Aktuelle Ausgabe
2012-20

Katholische Marienschule der Ursulinen wird nun von einer Stiftung getragen

Zukunftssicherung mit neuem Träger

Bielefeld (rtl). Die Zukunft der Bielefelder Marienschule ist gesichert. Eine eigens eingerichtete „Stiftung Marienschule der Ursulinen“ hat die Schulträgerschaft des katholischen Gymnasiums übernommen.
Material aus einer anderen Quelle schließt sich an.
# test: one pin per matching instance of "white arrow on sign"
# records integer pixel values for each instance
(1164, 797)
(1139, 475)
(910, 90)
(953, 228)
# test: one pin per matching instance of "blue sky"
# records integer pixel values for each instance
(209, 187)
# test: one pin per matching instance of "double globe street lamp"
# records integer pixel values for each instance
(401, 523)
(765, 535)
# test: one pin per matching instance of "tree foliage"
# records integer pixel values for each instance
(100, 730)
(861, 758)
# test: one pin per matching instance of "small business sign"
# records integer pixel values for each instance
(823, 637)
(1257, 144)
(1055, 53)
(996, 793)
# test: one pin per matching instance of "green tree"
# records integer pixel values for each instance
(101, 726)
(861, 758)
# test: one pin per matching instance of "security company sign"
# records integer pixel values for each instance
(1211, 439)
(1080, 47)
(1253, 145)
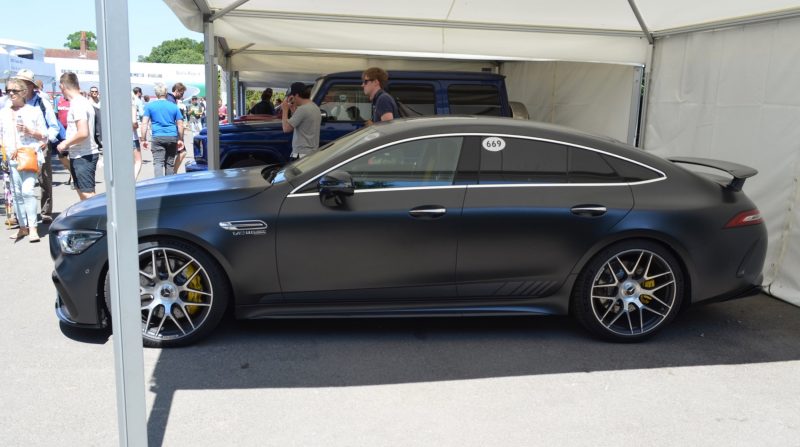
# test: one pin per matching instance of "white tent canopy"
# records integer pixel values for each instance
(567, 30)
(721, 71)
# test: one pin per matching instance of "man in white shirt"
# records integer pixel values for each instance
(83, 150)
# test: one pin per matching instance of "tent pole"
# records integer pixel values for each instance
(648, 77)
(212, 123)
(115, 77)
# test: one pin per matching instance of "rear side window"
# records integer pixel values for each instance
(516, 160)
(631, 172)
(346, 102)
(416, 99)
(474, 100)
(587, 166)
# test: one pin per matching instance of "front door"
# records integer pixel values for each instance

Der Grund: Der bisherige Träger, der Konvent der Ursulinen, war in den vergangenen Jahren immer mehr geschrumpft.

70 Schwestern zählte der Konvent in Bielefeld einmal, derzeit sind es noch 15. So gab es schon seit längerem die Überlegung der Schwestern, die Trägerschaft der Schule abzugeben. In Gesprächen mit dem Erzbistum Paderborn sei nach Lösungen gesucht und seien alle möglichen Formen geprüft worden, vom eingetragenen Verein bis zur gemeinnützigen GmbH, so Schwester Carola Kahler, Oberin des Konvents und jetzt Vorstand der Stiftung. Ihr zur Seite im Stiftungsvorstand steht Dr. Michael Gerhardts, bisher bischöflicher Berater des Schulträgers. Der Stiftungsrat zählt zwölf Mitglieder, unter ihnen Bild-Chefredakteur Kai Diekmann und CDU-Europaabgeordneter Elmar Brok. Den Vorsitz des Stiftungsrates hat Schwester Liutgera Matschke übernommen.
Über das Stiftungskapital wollte der Konvent nichts sagen, außer, dass das Grundkapital aus den Rücklagen des Ordens stammt. Gemeinsam mit der Bezirksregierung Detmold sei ein dauerhaft tragfähiges Finanzierungskonzept erarbeitet worden. Wichtig ist dem Konvent auch, dass sich durch die neue Trägerschaft für die Schule nichts ändert. Die kirchliche Stiftung des bürgerlichen Rechts werde nun das institutionelle Fundament dafür sein, dass die ursulinische Tradition der Schule für die Zukunft den nötigen stützenden Rahmen erhielte, so Schwester Carola.
Seit 1946 gibt es die Marienschule der Ursulinen in Bielefeld, begründet vom Breslauer Ursulinenkonvent. Prälat Johannes Schmidt, Pfarrer von St. Jodokus in Bielefeld hatte schon länger den Wunsch nach einem katholischen Gymnasium gehegt. Nach der Vertreibung aus Breslau wurden die Schwestern auch von Erzbischof Lorenz Jaeger ermuntert, die jahrhundertelange Breslauer Schulgeschichte im Erzbistum Paderborn fortzuschreiben.
Zunächst befand sich die anfänglich als reines Mädchengymnasium konzipierte Schule am Klosterplatz in der Mitte der Stadt. 1950 zog das Gymnasium auf das jetzige, der Pfarrei St. Johannes Baptist gehörende Gelände in Bielefeld-Schildesche um und wurde in den kommenden Jahren stetig erweitert und umgebaut.